12. Our attention has, however, been invited to a judgment of Patel J. sitting as a Single Judge in Municipal Corporation, Sholapur v. Anil (1966) 68 L.R. 871. According to that judgment, the amount of deposit required to be made under Clause (e) of Section 406(2) is the full amount of the property taxes for the whole year. Now the part of the judgment relating to the point at present under consideration is very brief. It shows that the only provisions of the new Act which were considered were the said Clause (e) of Section 406(2) and Rule 30. The whole scheme of the Act was not considered. Moreover, the report clearly shows that it was decided ex parte. Mr. Kadam stated, and it also appears from the report, that it was he who appeared on behalf of the revision petitioner in that ease and that the decision was given at the time when he applied for admission of the revision petition. It would, therefore, confirm what Mr. Kadam stated that the said case was decided without a full argument.

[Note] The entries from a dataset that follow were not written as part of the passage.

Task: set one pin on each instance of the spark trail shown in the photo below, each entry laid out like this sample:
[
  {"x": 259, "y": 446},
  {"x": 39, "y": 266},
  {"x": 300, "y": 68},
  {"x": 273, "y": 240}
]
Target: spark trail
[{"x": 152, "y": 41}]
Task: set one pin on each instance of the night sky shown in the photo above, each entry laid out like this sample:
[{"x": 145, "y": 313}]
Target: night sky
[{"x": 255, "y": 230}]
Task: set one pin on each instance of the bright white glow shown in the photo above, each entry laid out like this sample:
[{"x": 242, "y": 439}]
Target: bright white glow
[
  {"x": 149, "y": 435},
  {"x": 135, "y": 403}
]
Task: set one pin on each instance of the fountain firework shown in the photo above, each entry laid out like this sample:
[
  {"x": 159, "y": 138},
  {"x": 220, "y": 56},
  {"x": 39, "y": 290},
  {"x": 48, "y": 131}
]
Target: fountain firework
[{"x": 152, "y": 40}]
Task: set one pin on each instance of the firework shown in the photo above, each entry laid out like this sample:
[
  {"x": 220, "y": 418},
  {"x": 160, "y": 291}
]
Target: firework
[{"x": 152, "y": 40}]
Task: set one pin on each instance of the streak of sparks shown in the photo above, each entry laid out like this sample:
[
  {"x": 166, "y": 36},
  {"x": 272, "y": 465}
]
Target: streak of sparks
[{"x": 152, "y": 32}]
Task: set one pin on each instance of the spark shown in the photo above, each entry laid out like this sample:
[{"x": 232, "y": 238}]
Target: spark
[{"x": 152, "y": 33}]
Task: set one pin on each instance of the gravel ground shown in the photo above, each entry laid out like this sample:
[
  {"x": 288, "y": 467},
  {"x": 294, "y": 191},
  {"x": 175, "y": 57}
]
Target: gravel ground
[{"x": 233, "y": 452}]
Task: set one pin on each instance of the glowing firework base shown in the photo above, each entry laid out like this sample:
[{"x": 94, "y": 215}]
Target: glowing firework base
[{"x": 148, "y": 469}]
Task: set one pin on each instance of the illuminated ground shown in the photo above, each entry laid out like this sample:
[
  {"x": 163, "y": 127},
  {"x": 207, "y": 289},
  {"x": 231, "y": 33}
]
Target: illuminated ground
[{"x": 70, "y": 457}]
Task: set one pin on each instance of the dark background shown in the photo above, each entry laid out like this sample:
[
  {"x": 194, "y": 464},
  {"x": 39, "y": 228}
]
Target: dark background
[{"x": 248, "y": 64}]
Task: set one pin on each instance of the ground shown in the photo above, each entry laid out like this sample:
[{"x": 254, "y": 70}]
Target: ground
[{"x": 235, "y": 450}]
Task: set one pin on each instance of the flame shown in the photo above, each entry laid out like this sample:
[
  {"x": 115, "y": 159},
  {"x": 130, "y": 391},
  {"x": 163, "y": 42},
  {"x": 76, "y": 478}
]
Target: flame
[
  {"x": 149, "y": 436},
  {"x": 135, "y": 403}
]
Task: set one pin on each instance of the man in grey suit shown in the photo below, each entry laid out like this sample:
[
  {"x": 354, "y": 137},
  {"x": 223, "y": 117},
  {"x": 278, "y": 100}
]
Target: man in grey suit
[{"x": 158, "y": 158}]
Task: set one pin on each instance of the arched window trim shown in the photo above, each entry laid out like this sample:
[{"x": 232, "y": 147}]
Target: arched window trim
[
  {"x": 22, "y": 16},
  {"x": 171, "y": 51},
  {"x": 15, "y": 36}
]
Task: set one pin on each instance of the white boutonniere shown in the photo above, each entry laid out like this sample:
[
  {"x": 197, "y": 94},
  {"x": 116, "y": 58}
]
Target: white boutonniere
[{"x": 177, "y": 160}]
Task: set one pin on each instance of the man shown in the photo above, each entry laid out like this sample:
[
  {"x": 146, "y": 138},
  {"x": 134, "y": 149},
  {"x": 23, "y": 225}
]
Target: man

It was certainly decided without any other view being placed before the learned Judge for his consideration. In our opinion, because of these reasons the learned Judge did not have occasion to consider all the other relevant provisions of the new Act when he reached his conclusion which appears in the judgment. In our opinion, on a fuller consideration of the relevant provisions of the new Act and a fuller argument, with Counsel on the other side being present to represent the other point of view, conclusion reached by the learned Judge appears to us, with respect, to be incorrect.

13. Under the circumstances, as we have held that the opponent had sufficiently complied with the requirement of deposit, the conclusion arrived at by the learned Extra Assistant Judge is correct. We, therefore, reject this revisional application and order that the revision petitioner shall pay the costs of the opponent.